Front IGH?

What is a Schlumph front igh? $800 at Utah Trike. Dependable? Helper for hills, higher speeds? Thanks, from the brain dead Finlander.

Comments

  • Just like a Patterson, more expensive, but does have larger gear inch depending on which model you get. Better gear inch range helps with speed, but the biggest factor is the person peddling the trike. Switching gear on it is hitting a button in the center with your heal. You will also have to make an adjustment where the crank goes in to make it fit.
  • single-ring gearbox. to give the rover more range: patterson 16 speeds($300), schlumph 16 speeds ($800), efneo 24 speeds ($500).

    from way-back minnesota days - norweigians told polish jokes, poles told finnlander jokes. tis rumored finn farmers tended to have poor harvests because they tended to usually over-water their taconite plants. norweigians, on the other hand, didnt know about mannerheim.

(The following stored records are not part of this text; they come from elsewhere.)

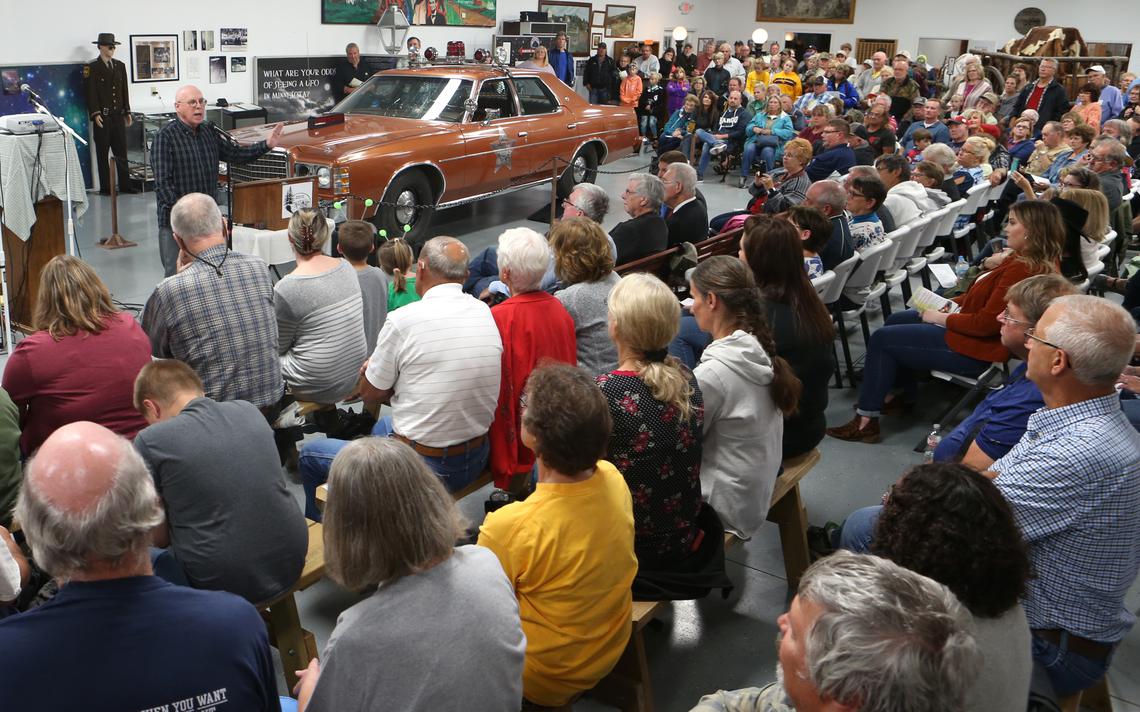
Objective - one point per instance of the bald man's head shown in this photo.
(88, 502)
(190, 106)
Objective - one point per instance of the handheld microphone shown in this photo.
(31, 92)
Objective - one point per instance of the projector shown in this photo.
(27, 123)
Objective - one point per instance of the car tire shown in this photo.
(413, 189)
(581, 170)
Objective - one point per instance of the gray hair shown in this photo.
(685, 176)
(527, 255)
(1122, 128)
(437, 260)
(887, 638)
(939, 154)
(832, 195)
(649, 187)
(595, 201)
(112, 528)
(1098, 336)
(388, 515)
(195, 217)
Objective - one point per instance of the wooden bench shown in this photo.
(629, 686)
(481, 481)
(296, 646)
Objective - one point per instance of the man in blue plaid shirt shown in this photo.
(1074, 484)
(185, 160)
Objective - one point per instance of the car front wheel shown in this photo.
(408, 203)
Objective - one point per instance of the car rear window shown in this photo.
(428, 98)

    my humble, finland is probaby the most civilized country in the world, high-speed internet being a constitutional right. not to mention producing linus thorvalds. told my daughter to considering shipping the grandkids off to finland for a decent affordable education when they leave high school.

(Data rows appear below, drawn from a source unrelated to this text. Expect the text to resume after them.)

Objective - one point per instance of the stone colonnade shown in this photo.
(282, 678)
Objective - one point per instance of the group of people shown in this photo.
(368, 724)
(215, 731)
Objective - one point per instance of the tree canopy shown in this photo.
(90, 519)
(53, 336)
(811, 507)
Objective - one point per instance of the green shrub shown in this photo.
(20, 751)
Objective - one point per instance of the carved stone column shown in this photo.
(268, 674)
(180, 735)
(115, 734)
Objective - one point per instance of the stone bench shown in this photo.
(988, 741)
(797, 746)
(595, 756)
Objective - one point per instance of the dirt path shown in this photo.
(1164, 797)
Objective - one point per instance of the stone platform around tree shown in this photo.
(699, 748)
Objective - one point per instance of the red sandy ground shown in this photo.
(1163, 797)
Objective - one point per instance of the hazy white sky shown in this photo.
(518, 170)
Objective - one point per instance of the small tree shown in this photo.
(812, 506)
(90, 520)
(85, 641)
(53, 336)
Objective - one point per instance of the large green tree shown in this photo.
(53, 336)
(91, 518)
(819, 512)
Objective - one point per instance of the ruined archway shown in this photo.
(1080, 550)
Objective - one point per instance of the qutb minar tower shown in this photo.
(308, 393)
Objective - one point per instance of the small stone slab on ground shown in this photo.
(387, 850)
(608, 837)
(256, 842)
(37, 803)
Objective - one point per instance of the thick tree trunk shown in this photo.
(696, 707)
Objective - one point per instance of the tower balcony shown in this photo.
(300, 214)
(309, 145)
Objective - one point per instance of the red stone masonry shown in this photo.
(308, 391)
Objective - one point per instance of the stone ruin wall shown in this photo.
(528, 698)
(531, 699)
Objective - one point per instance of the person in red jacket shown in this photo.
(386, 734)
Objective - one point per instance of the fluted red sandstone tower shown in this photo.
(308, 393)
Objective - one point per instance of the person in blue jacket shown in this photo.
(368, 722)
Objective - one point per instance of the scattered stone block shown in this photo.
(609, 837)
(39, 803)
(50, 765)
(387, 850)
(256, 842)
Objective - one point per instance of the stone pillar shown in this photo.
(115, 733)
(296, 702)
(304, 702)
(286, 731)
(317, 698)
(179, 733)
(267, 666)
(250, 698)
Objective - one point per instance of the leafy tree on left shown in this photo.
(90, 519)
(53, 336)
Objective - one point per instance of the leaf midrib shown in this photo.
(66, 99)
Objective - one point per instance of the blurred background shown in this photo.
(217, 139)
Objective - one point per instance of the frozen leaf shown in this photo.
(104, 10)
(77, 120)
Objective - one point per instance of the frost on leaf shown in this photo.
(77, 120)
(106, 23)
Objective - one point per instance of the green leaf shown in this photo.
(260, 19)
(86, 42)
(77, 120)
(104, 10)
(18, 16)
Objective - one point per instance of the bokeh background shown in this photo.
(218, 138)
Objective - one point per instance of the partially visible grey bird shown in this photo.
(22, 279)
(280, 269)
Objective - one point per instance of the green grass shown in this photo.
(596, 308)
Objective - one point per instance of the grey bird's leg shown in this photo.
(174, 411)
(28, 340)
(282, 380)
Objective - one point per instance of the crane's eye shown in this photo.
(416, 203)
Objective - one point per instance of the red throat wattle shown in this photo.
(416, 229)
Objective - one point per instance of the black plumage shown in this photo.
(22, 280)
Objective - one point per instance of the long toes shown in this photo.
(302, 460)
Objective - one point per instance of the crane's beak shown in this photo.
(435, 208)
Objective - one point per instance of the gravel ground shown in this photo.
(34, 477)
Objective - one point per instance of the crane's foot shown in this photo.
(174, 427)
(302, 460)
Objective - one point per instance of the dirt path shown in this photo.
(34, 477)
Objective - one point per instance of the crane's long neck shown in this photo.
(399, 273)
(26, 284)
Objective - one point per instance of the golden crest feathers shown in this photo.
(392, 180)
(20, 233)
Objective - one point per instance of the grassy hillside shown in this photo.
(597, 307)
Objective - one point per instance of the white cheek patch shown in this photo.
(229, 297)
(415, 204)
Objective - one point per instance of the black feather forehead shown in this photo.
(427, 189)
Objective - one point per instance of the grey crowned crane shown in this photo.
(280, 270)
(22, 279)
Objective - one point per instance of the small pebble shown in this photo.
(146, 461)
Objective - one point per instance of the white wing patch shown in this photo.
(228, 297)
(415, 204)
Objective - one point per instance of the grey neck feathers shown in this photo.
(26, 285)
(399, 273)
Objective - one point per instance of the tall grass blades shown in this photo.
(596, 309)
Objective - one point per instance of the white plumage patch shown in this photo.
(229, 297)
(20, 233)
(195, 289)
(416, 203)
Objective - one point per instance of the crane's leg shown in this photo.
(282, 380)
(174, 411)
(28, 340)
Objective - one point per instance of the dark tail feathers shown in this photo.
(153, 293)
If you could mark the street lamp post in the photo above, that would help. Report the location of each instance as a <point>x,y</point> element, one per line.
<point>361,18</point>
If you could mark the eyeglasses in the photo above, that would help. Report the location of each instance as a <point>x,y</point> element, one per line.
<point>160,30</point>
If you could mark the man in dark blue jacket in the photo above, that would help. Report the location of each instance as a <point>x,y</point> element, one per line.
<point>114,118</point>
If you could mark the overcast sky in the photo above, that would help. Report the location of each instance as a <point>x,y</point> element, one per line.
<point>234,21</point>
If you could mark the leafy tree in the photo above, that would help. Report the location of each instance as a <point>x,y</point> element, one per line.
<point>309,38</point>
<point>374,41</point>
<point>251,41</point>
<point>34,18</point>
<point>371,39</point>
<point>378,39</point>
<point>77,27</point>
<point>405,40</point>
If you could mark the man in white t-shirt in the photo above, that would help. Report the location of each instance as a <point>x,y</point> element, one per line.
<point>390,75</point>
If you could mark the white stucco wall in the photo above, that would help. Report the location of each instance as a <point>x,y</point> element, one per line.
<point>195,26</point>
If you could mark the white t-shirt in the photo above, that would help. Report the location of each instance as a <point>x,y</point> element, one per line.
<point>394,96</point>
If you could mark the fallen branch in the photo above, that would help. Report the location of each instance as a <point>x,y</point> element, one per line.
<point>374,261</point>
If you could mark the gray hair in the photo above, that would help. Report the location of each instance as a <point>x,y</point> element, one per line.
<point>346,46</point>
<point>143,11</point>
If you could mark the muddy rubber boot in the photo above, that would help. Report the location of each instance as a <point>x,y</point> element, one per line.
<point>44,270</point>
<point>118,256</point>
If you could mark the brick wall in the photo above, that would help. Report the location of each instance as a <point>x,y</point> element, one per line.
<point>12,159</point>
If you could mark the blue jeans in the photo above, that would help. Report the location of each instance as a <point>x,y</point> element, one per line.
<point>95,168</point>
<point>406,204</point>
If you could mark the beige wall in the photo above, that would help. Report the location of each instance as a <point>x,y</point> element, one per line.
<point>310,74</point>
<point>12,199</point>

    tomorrow, by the way: http://www.rrfi.fi/en/
  • The Patterson works great, especially on large hills. I proved it last weekend. I just wish there wasn't so much repeat in the high and low gear. But, I do know you can modify the gears when you buy it. The others would have to be outstanding to pay that much more.
  • edited August 3
    JamesR wrote: »
    single-ring gearbox. to give the rover more range: patterson 16 speeds($300), schlumph 16 speeds ($800), efneo 24 speeds ($500).

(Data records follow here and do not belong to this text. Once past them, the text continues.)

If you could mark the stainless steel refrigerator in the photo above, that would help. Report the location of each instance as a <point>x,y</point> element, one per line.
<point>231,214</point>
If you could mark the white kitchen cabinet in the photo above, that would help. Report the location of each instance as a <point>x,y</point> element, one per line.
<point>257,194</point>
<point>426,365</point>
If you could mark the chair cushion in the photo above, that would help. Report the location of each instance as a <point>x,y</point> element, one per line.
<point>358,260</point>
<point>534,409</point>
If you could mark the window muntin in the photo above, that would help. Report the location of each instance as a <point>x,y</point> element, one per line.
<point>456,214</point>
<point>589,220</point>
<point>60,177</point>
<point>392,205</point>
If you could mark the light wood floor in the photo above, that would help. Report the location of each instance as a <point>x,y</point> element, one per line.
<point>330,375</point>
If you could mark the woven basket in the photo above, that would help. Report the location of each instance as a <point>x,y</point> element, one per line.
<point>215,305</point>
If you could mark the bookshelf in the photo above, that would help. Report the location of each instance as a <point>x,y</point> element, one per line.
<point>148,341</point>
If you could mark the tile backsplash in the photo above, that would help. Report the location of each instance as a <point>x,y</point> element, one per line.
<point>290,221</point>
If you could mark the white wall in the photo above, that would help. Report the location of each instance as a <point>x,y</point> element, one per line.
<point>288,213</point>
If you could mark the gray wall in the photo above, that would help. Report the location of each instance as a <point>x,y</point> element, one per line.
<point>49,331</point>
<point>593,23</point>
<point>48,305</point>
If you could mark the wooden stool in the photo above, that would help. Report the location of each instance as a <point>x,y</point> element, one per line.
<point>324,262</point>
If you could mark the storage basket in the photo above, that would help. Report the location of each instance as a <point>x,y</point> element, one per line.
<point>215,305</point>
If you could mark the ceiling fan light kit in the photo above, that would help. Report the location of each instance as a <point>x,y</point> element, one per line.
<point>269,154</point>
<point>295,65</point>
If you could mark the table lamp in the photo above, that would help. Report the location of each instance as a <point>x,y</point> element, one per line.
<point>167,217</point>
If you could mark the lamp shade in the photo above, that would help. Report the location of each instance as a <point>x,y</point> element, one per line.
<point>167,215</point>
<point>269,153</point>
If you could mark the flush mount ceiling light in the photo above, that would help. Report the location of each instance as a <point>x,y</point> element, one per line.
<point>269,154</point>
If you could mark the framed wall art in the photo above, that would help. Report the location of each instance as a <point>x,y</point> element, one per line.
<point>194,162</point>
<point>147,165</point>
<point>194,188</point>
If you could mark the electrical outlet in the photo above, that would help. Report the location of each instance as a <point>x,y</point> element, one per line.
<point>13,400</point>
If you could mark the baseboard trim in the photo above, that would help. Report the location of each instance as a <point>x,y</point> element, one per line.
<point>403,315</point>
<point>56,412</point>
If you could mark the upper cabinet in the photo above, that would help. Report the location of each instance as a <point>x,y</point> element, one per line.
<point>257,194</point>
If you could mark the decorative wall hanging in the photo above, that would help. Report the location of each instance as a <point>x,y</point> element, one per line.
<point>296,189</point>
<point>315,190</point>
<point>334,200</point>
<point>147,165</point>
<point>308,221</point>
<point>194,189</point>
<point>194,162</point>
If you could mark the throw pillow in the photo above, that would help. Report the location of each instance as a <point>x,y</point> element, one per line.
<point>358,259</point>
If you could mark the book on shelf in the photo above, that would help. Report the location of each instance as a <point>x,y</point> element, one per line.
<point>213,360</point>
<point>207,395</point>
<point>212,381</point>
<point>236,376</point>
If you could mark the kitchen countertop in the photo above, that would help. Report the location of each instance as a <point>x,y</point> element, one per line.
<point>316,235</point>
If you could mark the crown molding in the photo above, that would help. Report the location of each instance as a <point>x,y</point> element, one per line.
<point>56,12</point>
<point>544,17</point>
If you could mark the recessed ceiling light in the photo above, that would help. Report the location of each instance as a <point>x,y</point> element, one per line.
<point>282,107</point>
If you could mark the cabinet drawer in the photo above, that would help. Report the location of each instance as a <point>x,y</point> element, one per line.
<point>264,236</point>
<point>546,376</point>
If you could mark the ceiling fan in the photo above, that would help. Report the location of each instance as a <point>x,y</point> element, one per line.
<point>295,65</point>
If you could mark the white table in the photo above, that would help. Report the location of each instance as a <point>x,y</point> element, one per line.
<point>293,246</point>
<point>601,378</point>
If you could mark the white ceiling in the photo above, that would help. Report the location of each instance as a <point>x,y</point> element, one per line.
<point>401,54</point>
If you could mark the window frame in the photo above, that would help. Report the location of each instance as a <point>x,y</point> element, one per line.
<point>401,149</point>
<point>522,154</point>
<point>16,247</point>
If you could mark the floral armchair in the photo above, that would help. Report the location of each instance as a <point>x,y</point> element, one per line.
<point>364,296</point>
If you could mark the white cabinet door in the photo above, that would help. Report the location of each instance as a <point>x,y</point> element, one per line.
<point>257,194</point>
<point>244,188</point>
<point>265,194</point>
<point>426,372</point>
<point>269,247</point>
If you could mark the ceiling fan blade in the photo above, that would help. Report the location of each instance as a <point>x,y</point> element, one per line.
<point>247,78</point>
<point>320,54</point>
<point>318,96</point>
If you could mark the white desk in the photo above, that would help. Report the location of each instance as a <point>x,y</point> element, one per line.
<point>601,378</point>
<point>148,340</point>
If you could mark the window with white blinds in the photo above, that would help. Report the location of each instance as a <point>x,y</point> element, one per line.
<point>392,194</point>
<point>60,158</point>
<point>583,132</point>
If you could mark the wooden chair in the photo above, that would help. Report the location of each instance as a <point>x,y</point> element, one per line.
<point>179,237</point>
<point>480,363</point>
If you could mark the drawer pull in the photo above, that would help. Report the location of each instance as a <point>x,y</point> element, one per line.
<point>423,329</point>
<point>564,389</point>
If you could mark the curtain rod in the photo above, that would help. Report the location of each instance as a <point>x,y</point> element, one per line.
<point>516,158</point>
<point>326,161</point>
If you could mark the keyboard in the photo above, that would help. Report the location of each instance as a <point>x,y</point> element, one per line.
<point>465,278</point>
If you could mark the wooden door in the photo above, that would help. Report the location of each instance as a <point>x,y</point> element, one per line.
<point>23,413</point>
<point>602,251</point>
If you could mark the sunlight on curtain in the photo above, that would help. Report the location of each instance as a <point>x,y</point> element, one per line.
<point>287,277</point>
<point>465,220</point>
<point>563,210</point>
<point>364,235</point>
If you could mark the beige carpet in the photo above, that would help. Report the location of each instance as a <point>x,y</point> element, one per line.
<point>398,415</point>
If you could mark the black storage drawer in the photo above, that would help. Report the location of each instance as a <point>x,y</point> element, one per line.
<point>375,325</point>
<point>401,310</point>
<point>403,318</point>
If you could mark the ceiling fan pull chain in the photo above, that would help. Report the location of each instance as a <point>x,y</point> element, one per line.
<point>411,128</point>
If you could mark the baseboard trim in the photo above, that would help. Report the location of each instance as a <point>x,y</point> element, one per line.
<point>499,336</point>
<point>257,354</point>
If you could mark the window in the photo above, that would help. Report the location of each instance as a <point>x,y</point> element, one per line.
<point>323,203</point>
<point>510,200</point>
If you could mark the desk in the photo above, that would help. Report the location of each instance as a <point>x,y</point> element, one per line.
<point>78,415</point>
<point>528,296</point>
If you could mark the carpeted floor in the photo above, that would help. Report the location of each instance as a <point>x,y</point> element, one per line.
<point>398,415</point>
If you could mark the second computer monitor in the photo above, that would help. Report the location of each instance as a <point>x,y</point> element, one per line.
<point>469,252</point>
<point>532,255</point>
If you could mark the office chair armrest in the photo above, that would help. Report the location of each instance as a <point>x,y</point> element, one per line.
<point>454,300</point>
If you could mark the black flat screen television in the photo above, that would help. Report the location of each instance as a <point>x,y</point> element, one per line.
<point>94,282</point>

    from way-back minnesota days - norweigians told polish jokes, poles told finnlander jokes. tis rumored finn farmers tended to have poor harvests because they tended to usually over-water their taconite plants. norweigians, on the other hand, didnt know about mannerheim.

    my humble, finland is probaby the most civilized country in the world, high-speed internet being a constitutional right. not to mention producing linus thorvalds. told my daughter to considering shipping the grandkids off to finland for a decent affordable education when they leave high school.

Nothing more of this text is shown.